De rechtbank is van oordeel dat, hoewel in het kader van
de Wet herziening debiteurenbeleid door de wetgever
slechts wijziging is gebracht in de
terugvorderingsbepalingen van de (nieuwe) Abw, een
redelijke uitleg van de ter zake geldende wettelijke
bepalingen, waaronder artikel 78c van de Abw, met zich
brengt dat ten aanzien van besluiten als het
onderhavige, waar het gaat om de tenuitvoerlegging van
een onder de (oude) ABW tot stand gekomen
terugvorderingsbesluit, het (nieuwe) Abw-recht van
toepassing is.
De rechtbank overweegt dat in het geval door een
belanghebbende een beroep op artikel 78c, eerste lid,
van de Abw wordt gedaan, het bestuursorgaan allereerst
dient vast te stellen of aan de voorwaarden zoals
genoemd in dit artikel is voldaan.

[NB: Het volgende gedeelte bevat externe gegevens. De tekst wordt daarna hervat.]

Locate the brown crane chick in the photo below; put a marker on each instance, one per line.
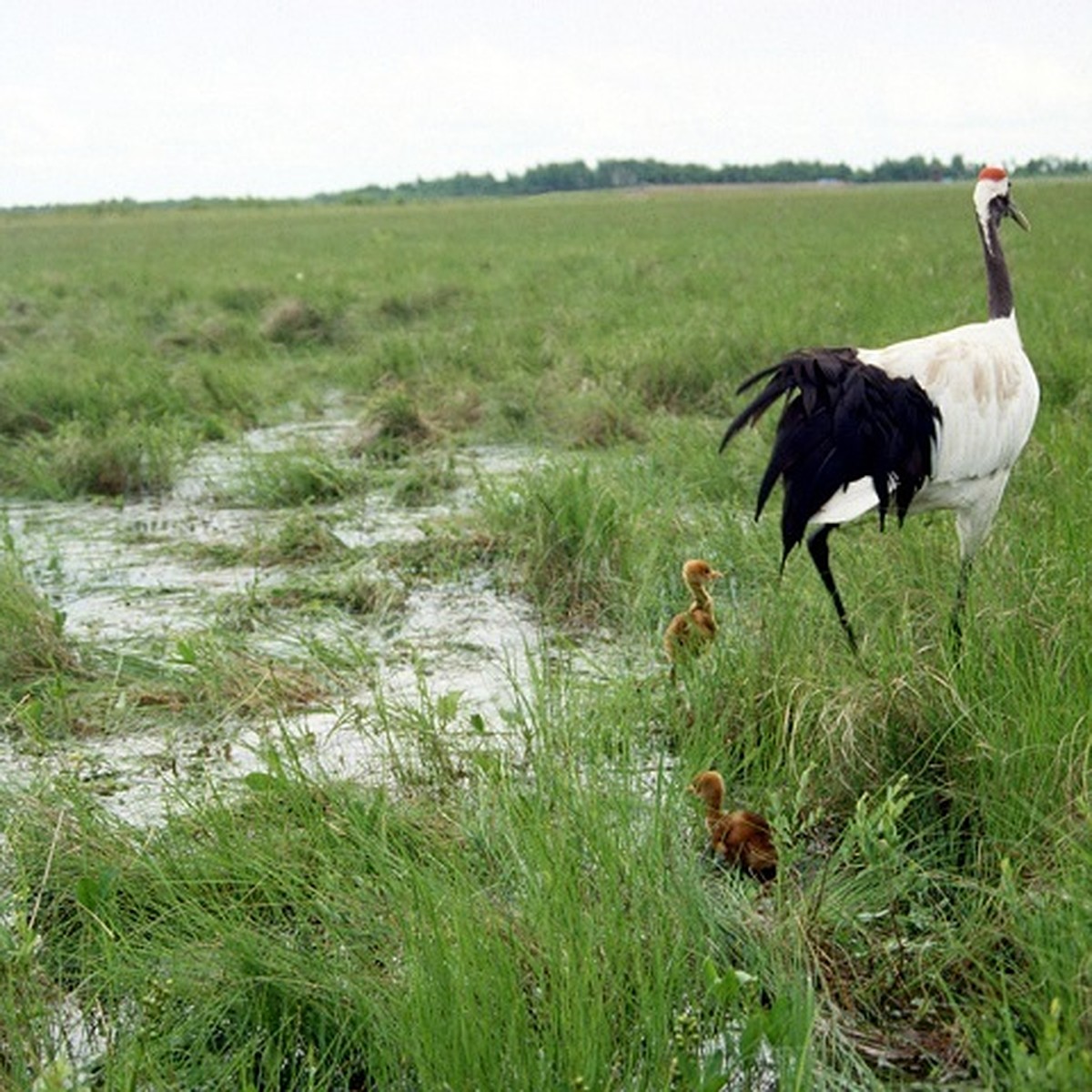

Deze voorwaarden
houden, voor zover van belang in het onderhavige
geschil, in dat de belanghebbende gedurende vijf jaar
volledig aan zijn betalingsverplichting moet hebben
voldaan, dan wel gedurende vijf jaar niet volledig aan
deze betalingsverplichting heeft voldaan, maar het
achterstallige bedrag over die periode, vermeerderd met
de daarover verschuldigde wettelijke rente en de op de
invordering betrekking hebbende kosten, alsnog heeft
betaald.
De rechtbank is met verweerder van oordeel dat niet
vastgesteld kan worden of eisers gedurende vijf jaren
volledig aan hun aflossingsverplichtingen hebben
voldaan, aangezien zij niet de daartoe vereiste gegevens
hebben verstrekt. Uit de gedingstukken blijkt hiertoe
het volgende. Bij brief van 15 september 1994 heeft
verweerder meegedeeld zich te conformeren aan de
beschikking van de arrondissementsrechtbank te Den Haag
van 8 augustus 1994 en dat, in verband hiermee, eisers
met ingang van 1 september 1994 minimaal ƒ100,- per
maand dienen af te lossen en daarnaast dat zij, met
ingang van 1 oktober 1994 vóór de tiende van de maand,
de kwartaalcijfers van het voorafgaande kwartaal dienen
in te leveren, waarna de aflossing voor het nieuwe
kwartaal zal worden vastgesteld en dit zo vervolgens
ieder kwartaal. Bij brieven van 16 maart 1995, 30
november 1995, 31 oktober 1996, 22 juni 1998, 7 januari
1999 (verzonden 24 maart 1999), 24 juni 1999 en 4
oktober 1999 heeft verweerder eisers gewezen op de
verplichting ieder kwartaal een overzicht van
verdiensten in te leveren teneinde het juiste
aflossingsbedrag vast te kunnen stellen en heeft
verweerder vanaf 1996 verzocht, in verband met het
uitblijven van deze overzichten, de jaarcijfers over
voorgaande jaren in te leveren. Ondanks bovengenoemde
herhaalde verzoeken hebben eisers de gevraagde
informatie niet, althans niet volledig, ingeleverd.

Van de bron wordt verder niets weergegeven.